One of problem areas, which the Sector Skills Alliance intends to answer is related to the advanced productions processes involving automated robotics.
Industrial robots, in fact, are becoming smarter, faster and cheaper and are called upon to go beyond traditional repetitive, onerous or even dangerous tasks such as welding and materials handling. They are taking on more capabilities that are human and traits such as sensing, dexterity, memory, trainability, and object recognition.
However most robots of today are still nearly deaf and blind. Sensors can provide some limited feedback to the robot so it can do its job. Compared to the senses and abilities of even the simplest living things, robots have a very long way to go.
For that reason, one of the trends of research in robotics is to improve the sensing capability in regard of precise motion.
Sensor should send information, in the form of electronic signals back to the controller and give the robot controller information about its surroundings or the state of the world around it.
Sight, sound, touch, taste, and smell are the kinds of information we get from our world. Robots can be designed and programmed to get specific information that is beyond what our 5 senses can tell us as for example contact, distance, light and sound level, strain, rotation, magnetism, smell, temperature, inclination, pressure or altitude.
For instance, a robot sensor might “see” in the dark, detect tiny amounts of invisible radiation or measure movement that is too small or fast for the human eye to see.

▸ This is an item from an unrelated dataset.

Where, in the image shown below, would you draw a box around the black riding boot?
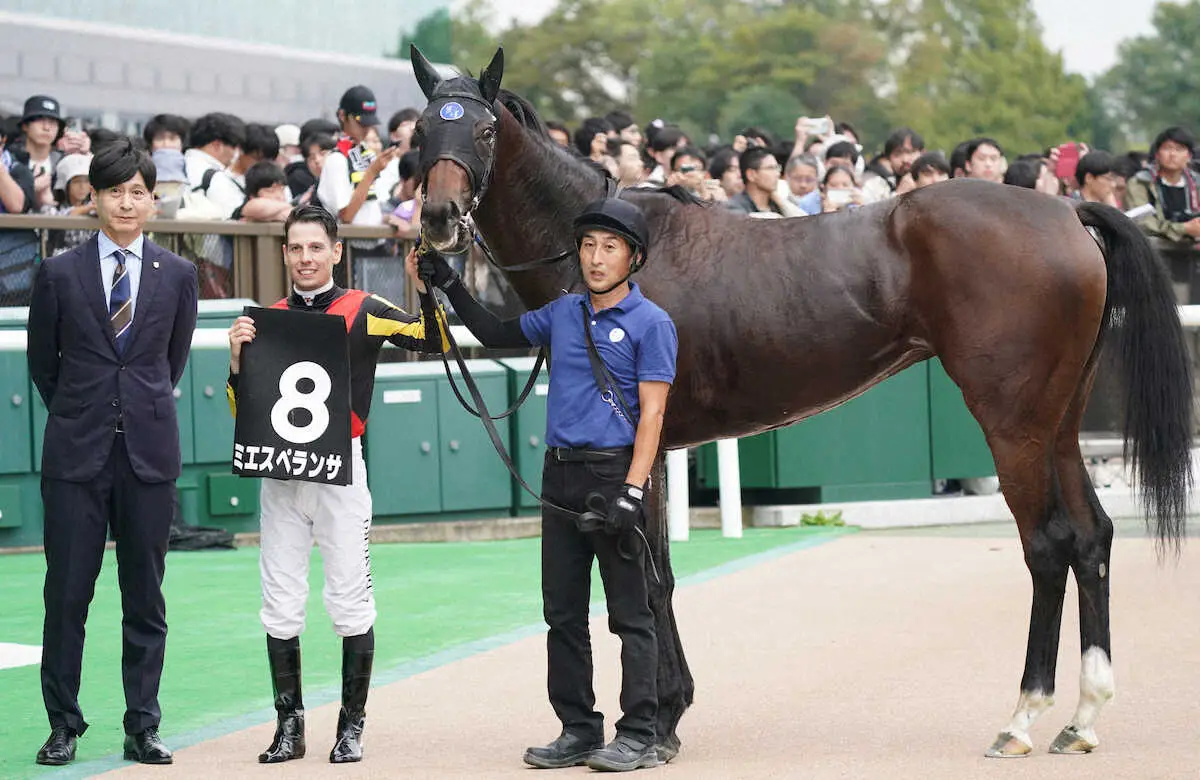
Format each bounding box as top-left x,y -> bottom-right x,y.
258,636 -> 305,763
329,629 -> 374,763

Sensors can be made simple and complex, depending on how much information needs to be stored. A switch is a simple on/off sensor used for turning the robot on and off while a human retina is a complex sensor that uses more than a hundred million photosensitive elements (rods and cones).
The visual sensing system can be based on anything from the traditional camera, sonar, and laser to the new technology radio frequency identification (RFID), which transmits radio signals to a tag on an object that emits back an identification code.
Visual sensors help robots to identify the surrounding and take appropriate action by analyzing the imported image of the immediate environment.
Touch sensory signals can be generated by the robot’s own movements and can be very useful, for example, to map a surface in hostile environment. A recent solution applies an adaptive filter robot’s logic based on an optimization algorithm that enables the robot to predict the resulting sensor signals of its internal motions. This new method improves contact detection and reduces false interpretation.
In the last years many studies addressed also the issue of using touch as a stimulus for interaction. In 2010, for example, it was built the robot seal PARO which reacts to many stimuli from human interaction, including touch.
Robots can also use accurate audio sensors. Recent solutions combine e.g. piezoelectric devices to transform force to voltage and eliminate the vibration caused by the internal noise.
Current voice activity detection (VAD) system uses the complex spectrum circle centroid (CSCC) method and a maximum signal-to-noise ratio (SNR) beamformer. The VAD system with two microphones enable the robot to locate the instructional speech by comparing the signal strengths of the two microphones.
Furthermore automated robots require a guidance system to determine the ideal path to perform its task. However, in the molecular scale, nano-robots lack such guidance system because individual molecules cannot store complex motions and programs. A way to achieve motion in such environment is to replace sensors with chemical reactions.